Argafal commented 1 year ago

I don't think you are the only one. I have opened a few issues reporting reboots and/or exceptions running ahoy on ESP8266. As to why that doesn't happen to everyone on an ESP8266, I don't know.

My current status: With the current dev 0.5.98, ahoy runs stable for me as long as I don't use the WebUI. If I use the WebUI it occasionally reboots.

lumapu commented 1 year ago

do you have a capacitor placed to your circuit? I had a very unstable ESP8266 which became stable at the moment where I placed a capacitor next to its 3.3V pin

SvenLuebke commented 1 year ago

My current status: With the current dev 0.5.98, ahoy runs stable for me as long as I don't use the WebUI. If I use the WebUI it occasionally reboots.

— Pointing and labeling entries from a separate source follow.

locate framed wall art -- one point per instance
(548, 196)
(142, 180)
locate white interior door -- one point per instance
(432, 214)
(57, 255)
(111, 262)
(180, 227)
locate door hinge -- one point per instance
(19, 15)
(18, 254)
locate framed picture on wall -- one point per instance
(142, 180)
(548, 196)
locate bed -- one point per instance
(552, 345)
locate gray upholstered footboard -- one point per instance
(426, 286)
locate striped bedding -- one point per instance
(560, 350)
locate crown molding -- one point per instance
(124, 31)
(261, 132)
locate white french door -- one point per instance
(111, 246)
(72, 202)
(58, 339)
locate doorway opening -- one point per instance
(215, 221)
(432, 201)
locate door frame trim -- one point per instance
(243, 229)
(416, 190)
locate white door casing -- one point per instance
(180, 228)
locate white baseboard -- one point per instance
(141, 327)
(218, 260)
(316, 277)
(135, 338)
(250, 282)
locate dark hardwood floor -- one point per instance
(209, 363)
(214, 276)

Same here...it didn't survive a day.

do you have a capacitor placed to your circuit?

I have two of them connected to 3.3V, one small and one big one. But that didn't change anything regarding the reset behaviour.

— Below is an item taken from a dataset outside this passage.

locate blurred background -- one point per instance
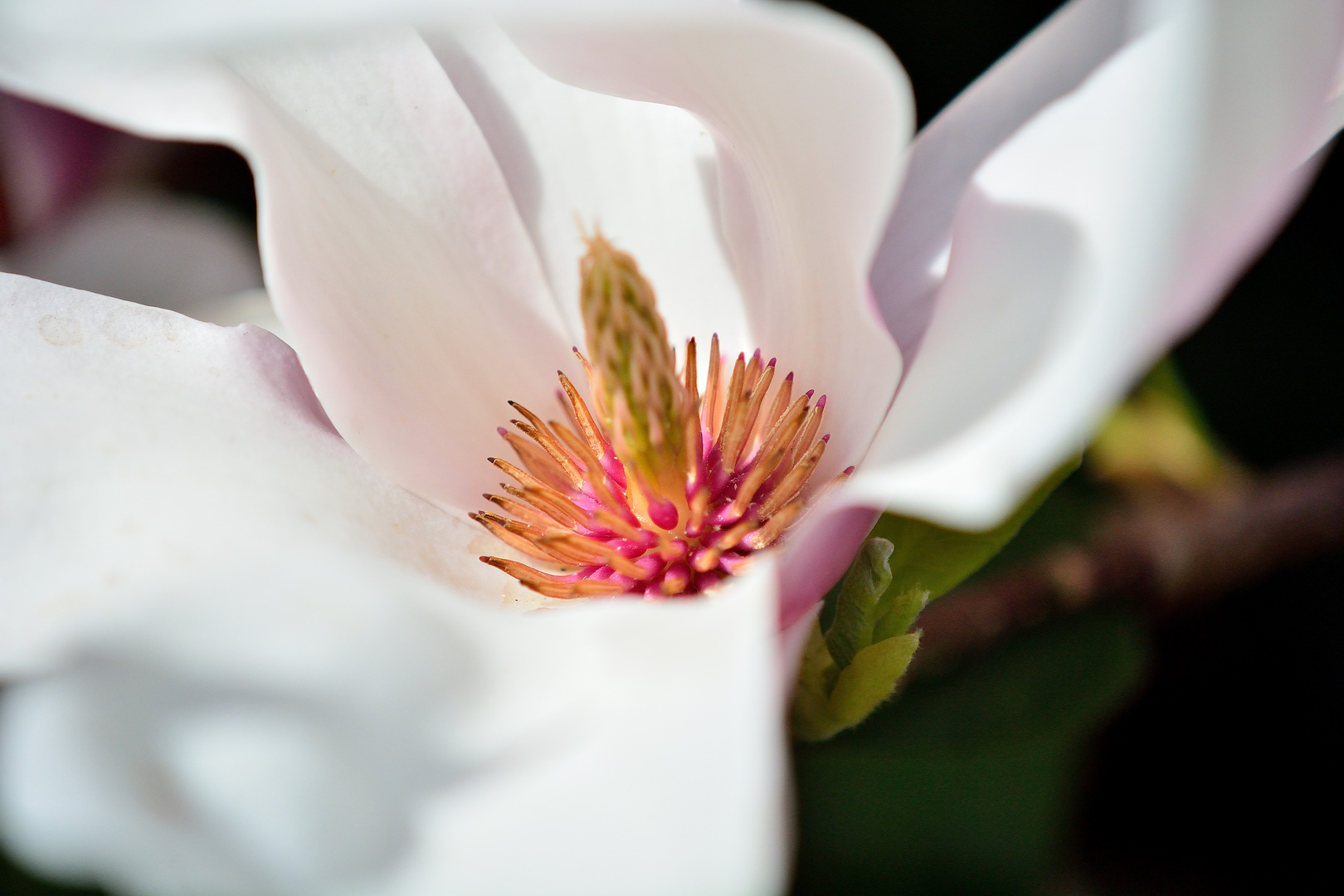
(1110, 748)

SvenLuebke commented 1 year ago

I tried 0.5.104 yesterday and it didn't survive 20 minutes. So, for now 0.5.96 is the latest most stable version for me.

lumapu commented 1 year ago

@SvenLuebke kannst du mir bitte kurz dein Setup auflisten (Anzahl Inverter, Esp-Typ, Kondensator, webIf genutzt oder nicht, Heap-Fragmentation) Gibt es Anzeichen warum der ESP die Krätsche macht?

Argafal commented 1 year ago

@SvenLuebke Und kannst du bitte auch erwähnen, ob du MQTT benutzt oder nicht, in welchem Interval die Wechselrichter abgefragt werden (siehe Einstellungen) und in welchem Interval MQTT verschickt wird (siehe Einstellungen)? Danke.